Libyan rebels said yesterday afternoon that they had repelled the initial attack by Gaddafi's forces. "They entered Zawiyah at six in the morning with heavy forces, hundreds of soldiers with tanks. Our people fought back … We have won for now and civilians are gathering in the square," said Youssef Shagan, the rebel force spokesman in Zawiyah.
However, another rebel fighter said that Gaddafi's forces were regrouping at the town's entrance. "Gaddafi will never enter this city," said the rebel, who gave his name as Ibrahim. "He will never set foot here. The only way for him to enter the city is when we are all dead. He has to kill us all to control the city."
Earlier, the Libyan leader's forces had fired high-explosive rounds in central streets and dragged people from their homes. There were reports of many casualties among civilians, rebels and soldiers.
The fluctuating fortunes of the two sides, typified in the bloody fights for Zawiyah and the sharp, chaotic battles for towns such as Misrata and Brega, suggest Libya's conflict may endure for weeks, or even months, as neither side is able to muster enough military power to decisively defeat the other.

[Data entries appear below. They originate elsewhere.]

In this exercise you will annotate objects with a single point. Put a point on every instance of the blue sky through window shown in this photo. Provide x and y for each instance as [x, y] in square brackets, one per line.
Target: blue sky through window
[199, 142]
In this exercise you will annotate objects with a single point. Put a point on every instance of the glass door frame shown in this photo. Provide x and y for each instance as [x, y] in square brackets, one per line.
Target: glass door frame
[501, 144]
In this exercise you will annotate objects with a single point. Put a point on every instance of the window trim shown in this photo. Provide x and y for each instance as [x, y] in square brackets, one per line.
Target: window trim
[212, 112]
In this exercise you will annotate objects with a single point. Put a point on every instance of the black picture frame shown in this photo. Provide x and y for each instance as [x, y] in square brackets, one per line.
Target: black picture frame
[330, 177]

The opposition, despite its early, bullish pronouncements about marching on Tripoli, lacks any effective air cover, leaving it vulnerable to those in the Libyan air force still loyal to Gaddafi.Yesterday much of what was on show in Benghazi still spoke of revolution and victory. Stirring hymns, recorded in the wake of the fall of the city, blared out on constant rotation.
Independence flags that were last flown in the city 42 years ago are flying again, and local children shout their defiance as they run traffic intersections that not long ago were the sole domain of Gaddafi loyalists.

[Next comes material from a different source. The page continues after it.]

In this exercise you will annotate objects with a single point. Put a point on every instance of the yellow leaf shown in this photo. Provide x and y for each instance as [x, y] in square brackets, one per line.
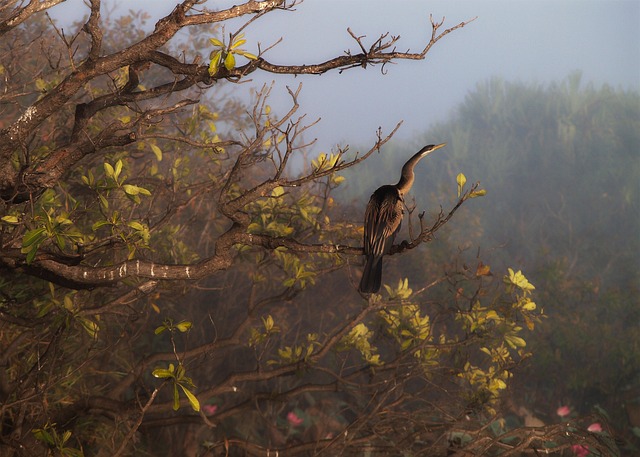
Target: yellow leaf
[461, 179]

But noticeably absent was the gung-ho talk evident further along the highway where the fighting has been at its most intense. Instead people were focusing on more mundane things, like establishing a functional society and finding food. They anticipate being in for the long haul. Locals were pragmatic, not revolutionary.
"We have a lot to do here," said Fatima Marouf, as she bought meat, the first time she had left her house in a fortnight. "If we get this city working, then the rest may happen itself."
That Guardian article is out of touch with what has been going on lately. The rebels have, by force, taken towns that has been defended by loyalist troops - no stalemate on the eastern front just yet, that is certain. Also, if the rebels manage to take Cirte, then the road is almost "open" to Tripoli.
Much closer to Tripoli than Benghazi - in fact, just outside Tripoli - lies the the rebel held city of Misurata. Misurata is about the same size as Benghazi (and the third biggest city in the country it seems), and is the next major city on the road from Cirte. That rebels in Benghazi will not march on Tripoli may well be so, but there are rebels much closer that can do just that instead.
Last edited by Viking; 03-06-2011 at 10:52.